Michel, plus âgé et très fort en maths, imagina qu'il pourrait donner des leçons particulières à Vincent dans cette matière qui n'était pas son point fort, et une fois cet alibi trouvé, apaisés à l'idée de pouvoir se retrouver régulièrement, en toute intimité,ils s'endormirent rassurés et heureux, se voyant déjà, assis côte à côte à une table de travail, mais la main voyageuse vers des raideurs moites et amoureuses!

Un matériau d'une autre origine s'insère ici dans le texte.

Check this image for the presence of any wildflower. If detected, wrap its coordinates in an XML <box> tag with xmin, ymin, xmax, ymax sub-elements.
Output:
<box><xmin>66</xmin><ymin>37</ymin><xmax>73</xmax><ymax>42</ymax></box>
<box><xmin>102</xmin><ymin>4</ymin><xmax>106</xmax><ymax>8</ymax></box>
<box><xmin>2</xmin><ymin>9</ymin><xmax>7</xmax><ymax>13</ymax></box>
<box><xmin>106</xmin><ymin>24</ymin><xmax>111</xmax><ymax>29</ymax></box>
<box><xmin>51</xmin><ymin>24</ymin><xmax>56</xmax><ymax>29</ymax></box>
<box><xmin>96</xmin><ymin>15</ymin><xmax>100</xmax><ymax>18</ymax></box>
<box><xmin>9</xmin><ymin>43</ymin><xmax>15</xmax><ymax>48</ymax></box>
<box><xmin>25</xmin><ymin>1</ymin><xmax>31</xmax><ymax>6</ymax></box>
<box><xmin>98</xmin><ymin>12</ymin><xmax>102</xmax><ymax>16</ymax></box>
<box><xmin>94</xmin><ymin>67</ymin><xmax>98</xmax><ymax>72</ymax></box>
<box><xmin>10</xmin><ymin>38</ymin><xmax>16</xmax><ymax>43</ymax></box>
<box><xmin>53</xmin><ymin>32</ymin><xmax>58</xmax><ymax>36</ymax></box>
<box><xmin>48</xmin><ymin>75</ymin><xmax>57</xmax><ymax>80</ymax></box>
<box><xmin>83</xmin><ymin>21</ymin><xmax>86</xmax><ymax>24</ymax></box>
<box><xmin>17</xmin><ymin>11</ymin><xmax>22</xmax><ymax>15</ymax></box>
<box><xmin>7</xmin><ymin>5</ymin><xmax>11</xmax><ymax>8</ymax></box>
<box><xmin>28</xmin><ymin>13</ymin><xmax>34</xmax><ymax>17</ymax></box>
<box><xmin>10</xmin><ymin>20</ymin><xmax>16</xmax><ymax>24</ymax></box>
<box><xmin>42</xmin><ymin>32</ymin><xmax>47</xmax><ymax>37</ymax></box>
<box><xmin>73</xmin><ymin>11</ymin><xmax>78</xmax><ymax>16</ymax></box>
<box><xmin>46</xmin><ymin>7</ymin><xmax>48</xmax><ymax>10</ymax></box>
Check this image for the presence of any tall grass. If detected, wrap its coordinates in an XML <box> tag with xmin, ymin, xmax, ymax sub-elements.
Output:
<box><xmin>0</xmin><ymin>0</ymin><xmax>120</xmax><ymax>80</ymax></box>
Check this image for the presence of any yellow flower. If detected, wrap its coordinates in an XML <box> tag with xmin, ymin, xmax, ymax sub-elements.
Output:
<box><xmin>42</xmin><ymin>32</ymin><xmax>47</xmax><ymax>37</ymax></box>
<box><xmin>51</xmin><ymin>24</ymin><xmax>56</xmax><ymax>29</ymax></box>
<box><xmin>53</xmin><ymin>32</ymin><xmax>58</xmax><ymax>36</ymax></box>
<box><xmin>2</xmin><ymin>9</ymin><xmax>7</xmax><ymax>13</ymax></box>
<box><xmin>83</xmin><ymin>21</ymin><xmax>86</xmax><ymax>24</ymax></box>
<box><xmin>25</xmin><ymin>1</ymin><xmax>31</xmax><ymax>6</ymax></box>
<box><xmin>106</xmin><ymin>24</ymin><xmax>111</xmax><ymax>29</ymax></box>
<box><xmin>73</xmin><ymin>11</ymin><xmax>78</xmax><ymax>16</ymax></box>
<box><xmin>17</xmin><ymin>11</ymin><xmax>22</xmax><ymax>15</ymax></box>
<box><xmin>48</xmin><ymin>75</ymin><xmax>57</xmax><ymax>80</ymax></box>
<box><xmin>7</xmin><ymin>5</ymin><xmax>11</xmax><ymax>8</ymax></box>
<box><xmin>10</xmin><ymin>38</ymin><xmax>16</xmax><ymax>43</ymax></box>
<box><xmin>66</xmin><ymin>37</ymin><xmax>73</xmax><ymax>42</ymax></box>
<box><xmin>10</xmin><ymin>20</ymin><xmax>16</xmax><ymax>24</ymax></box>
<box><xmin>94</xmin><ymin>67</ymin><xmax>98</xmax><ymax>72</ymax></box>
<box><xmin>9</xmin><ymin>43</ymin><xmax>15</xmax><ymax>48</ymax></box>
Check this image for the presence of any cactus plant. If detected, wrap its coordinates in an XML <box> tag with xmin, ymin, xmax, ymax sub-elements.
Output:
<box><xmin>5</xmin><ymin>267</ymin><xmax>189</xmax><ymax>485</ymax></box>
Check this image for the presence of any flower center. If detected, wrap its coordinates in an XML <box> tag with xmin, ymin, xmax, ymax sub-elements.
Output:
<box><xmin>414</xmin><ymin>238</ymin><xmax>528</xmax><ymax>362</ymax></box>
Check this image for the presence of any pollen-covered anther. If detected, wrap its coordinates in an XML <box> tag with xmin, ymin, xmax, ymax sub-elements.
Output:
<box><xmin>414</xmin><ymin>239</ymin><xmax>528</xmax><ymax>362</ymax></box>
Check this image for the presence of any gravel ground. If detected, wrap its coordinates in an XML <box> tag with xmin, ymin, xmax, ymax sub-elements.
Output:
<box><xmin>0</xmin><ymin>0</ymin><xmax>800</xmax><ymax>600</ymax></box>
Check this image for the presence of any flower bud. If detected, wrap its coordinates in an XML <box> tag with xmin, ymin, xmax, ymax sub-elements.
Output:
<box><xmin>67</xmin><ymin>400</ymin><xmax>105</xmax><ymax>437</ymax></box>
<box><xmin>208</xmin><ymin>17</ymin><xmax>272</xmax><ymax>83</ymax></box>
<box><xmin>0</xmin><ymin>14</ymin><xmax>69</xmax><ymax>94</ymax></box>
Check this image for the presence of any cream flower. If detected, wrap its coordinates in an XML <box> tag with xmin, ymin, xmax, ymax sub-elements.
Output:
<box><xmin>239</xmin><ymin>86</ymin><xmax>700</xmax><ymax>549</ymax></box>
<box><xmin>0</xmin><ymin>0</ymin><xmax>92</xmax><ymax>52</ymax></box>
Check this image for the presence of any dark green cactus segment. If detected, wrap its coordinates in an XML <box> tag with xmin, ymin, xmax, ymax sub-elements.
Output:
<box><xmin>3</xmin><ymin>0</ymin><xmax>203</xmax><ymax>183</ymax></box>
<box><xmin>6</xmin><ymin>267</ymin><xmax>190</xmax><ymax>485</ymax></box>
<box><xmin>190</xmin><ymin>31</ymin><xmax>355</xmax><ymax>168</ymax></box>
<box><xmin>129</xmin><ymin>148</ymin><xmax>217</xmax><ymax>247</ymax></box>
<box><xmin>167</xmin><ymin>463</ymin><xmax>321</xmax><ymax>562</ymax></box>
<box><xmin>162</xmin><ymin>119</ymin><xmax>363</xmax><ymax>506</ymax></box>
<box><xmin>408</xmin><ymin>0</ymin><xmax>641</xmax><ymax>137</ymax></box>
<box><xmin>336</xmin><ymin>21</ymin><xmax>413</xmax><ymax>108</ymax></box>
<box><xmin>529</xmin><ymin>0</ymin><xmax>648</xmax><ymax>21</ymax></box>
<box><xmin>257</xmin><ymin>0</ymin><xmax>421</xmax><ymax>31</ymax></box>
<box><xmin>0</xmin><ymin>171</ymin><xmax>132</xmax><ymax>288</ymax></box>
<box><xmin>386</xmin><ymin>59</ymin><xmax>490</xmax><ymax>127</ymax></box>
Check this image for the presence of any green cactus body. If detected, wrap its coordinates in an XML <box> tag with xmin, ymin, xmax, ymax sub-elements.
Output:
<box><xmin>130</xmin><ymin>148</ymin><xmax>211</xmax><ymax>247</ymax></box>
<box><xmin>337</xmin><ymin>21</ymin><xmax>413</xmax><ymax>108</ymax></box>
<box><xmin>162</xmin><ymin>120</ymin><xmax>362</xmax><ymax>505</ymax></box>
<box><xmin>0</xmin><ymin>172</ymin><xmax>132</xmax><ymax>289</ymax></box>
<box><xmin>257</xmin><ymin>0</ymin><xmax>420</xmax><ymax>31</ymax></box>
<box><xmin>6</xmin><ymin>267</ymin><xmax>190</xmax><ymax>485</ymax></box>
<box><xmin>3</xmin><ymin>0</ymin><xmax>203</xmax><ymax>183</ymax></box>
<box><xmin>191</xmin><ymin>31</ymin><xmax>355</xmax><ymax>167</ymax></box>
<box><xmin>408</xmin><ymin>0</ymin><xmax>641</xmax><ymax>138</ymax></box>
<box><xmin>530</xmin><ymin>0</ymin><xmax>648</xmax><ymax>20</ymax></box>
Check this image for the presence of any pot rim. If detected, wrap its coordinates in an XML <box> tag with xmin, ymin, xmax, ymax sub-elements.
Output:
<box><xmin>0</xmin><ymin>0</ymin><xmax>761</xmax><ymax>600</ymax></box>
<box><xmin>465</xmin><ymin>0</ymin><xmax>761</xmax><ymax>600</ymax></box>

En attendant, Vincent retourna chez ses parents, à quelques kilomètres plus bas sur la côte, et à son arrivée, il eut la surprise de voir que, pour alléger le travail de sa mère dans cette grande maison de vacances, ils avaient embauché une fille d'environ dix sept ans pour l'aider dans les travaux ménagers.
Virginie était grande, maigre, avait le genou cagneux, un gros nez au dessus d'une bouche énorme, pas de fesses, des yeux marrons aux cils mités, une poitrine plate derrière une petite robe en coton à fleurs et des pieds immenses chaussés de sandales à lanières! Elle était encore plus disgracieuse que Clotilde, mais l'avait accueilli avec un sourire qui aurait fait fondre la mer de glace au dessus de Chamonix!
Du moins c'était ce que pensait Vincent en répondant à son sourire, alors qu'une lourdeur et une vibration bien connues avait envahi son caleçon,l'obligeant à un geste bref dans son entrejambe.
Tout de suite il réalisa que Clotilde, Angélique et maintenant Virginie étaient trois types de femmes aussi laides les unes que les autres,dans leurs différences, mais qui le fascinaient et l'attiraient irrémédiablement, hors du cercle des adolescents boutonneux et toujours prêts à plonger la main dans leur braguette!